It’s about time for NASCAR to build a new points system

The NASCAR points system rewards minimizing loss more than maximizing gain. In a sport defined by luck and chaos, that's a problem.
Christopher Bell, Joe Gibbs Racing, Pennzoil 400, Las Vegas Motor Speedway, NASCAR
Christopher Bell, Joe Gibbs Racing, Pennzoil 400, Las Vegas Motor Speedway, NASCAR | Chris Graythen/GettyImages

Through the first five races of the 2025 NASCAR Cup Series season, Christopher Bell has won three of them. Yet at no point has he been the points leader.

Instead, because he got wrecked in the Daytona 500 and had a loose wheel at Las Vegas Motor Speedway, he’s 29 markers behind William Byron.

It’s worth noting two things here. First, as mentioned above, it’s been only five races. If Bell remains this dominant throughout the year, he’ll almost certainly attain and maintain the points lead. Secondly, once everything is reset for the playoffs, all that will matter are playoff points, which Bell owns 16 of – 10 more than the next closest competitor.

Of course, the playoffs come with their own issue: a season as dominant as Bell’s, should it prove to be sustainable, can be erased by one stretch of bad finishes at the wrong time. Something needs to change, and that something is the points system NASCAR uses on a week-by-week basis.

It's been in use since 2011, and though the 2017 introduction of stage points has helped reward in-race performance to compensate drivers with bad finishing luck, there remains a lack of separation between positions.

In NASCAR's points system, the difference between the total awarded to second and third place is one point. The difference between fifth and sixth place is also one point. The difference between 10th and 11th place is, also, one point. The difference between 35th and 36th place? You guessed it: one point.

The only exception to this is the race winner, who receives five more points than the runner-up. It’s still not enough.

Many fans argue for the importance of consistency, but the problem with that mindset is it condenses the field so that a great result – such as a win – is no more helpful to a driver’s standing than a poor result is harmful.

Given the fact that we've established those poor results are often a product of rotten luck rather than a lack of skill, it has to be recognized that maximizing gain is significantly more impressive than minimizing loss.
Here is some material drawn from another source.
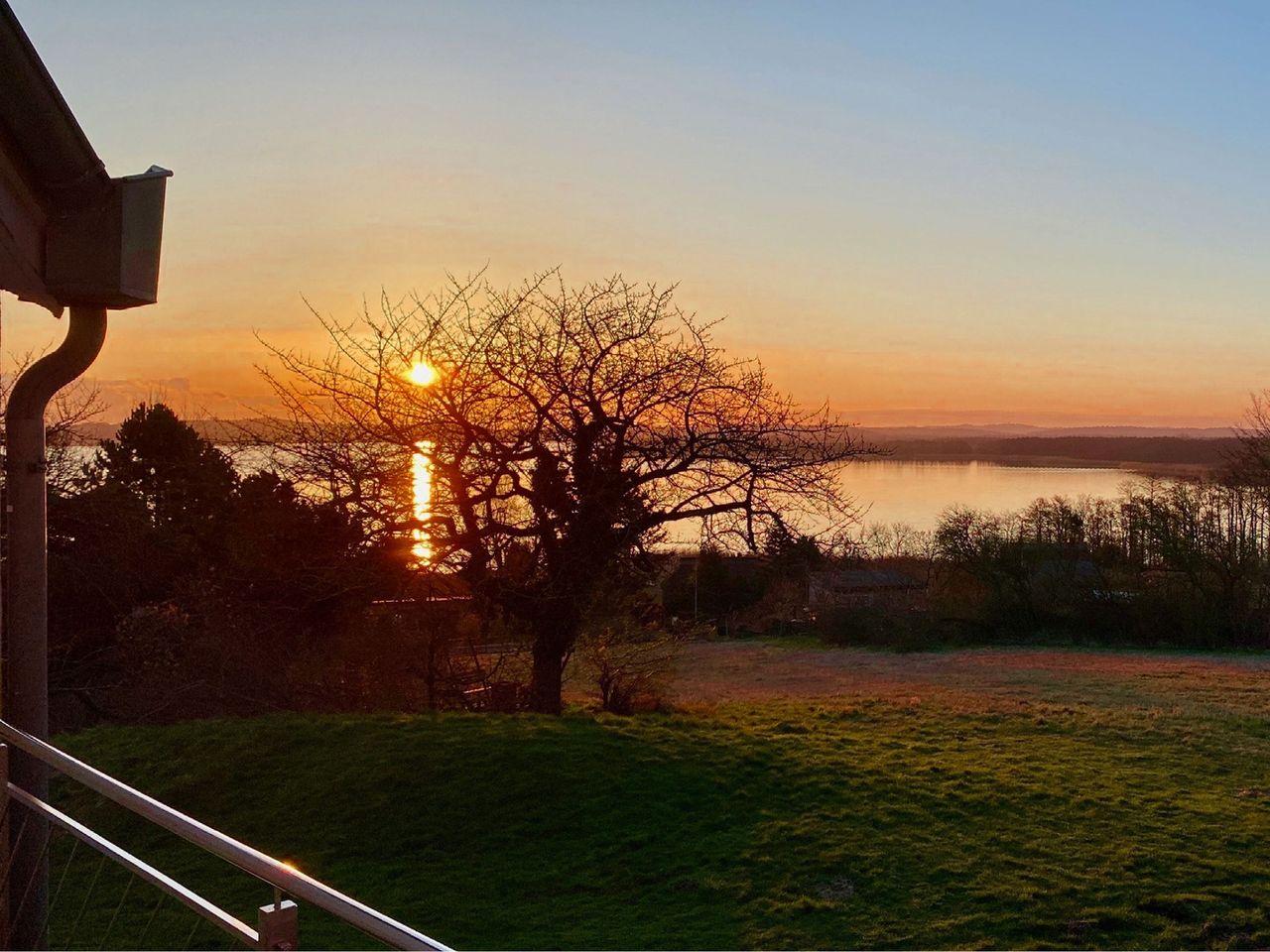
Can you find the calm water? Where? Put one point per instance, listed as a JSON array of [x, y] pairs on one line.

Furthermore, when one treats both concepts as of equal value, it will inherently make minimizing loss more valuable for the field’s top drivers. Because those drivers’ poor finishes deviate further from their standard than their wins do, the full-season points leader will end up being largely determined not by whoever demonstrates the highest level of excellence on the track, but rather whoever has the fewest hiccups.

This is completely backwards from how it should be, and most other racing series have solved this predicament by distributing their points on a curved slope of intervals as the value of each position increases.

In IndyCar, wins are worth 50 points while second place is worth 40. That's the same difference as that between second and fifth, which is worth 30, and the same difference between fifth and 10th, which is worth 20. Formula 1 is even stricter, going 25-18-15-12-10-8-6-4-2-1 for the top 10 while nobody else receives points at all.

NASCAR does not need to become IndyCar or F1 in regard to its on-track product, but it would benefit to take notes in designing a points system. Every position should matter at least a little bit, so let’s take a page out of IndyCar’s book, but extrapolate it for NASCAR’s larger field sizes.

Those 50 points for winning an IndyCar race would fall somewhere towards the middle of the pack for NASCAR, while the curve would continue to steepen for the added spots at the front of the field. The winner, ideally, should receive somewhere in the ballpark of 200 or 250 points at the minimum.

The best part about using a system such as this is it would serve the same purpose the playoffs were designed to serve, but while still allowing every race to matter equally.

The playoffs, originally the Chase for the Cup, were instituted after Matt Kenseth won the 2003 championship with one single race win and the 11th most laps led of any driver, while Ryan Newman won eight times and finished sixth. That would never have happened under a better format, one designed to reward running up front and winning rather than "racing not to lose".

Many in NASCAR’s brass have hinted that changes may be coming to the playoffs in 2026. The best solution is one that’s radical, yet also simple: fix the full-season points system. There's no reason why one unlucky break should cancel out an entire month of winning.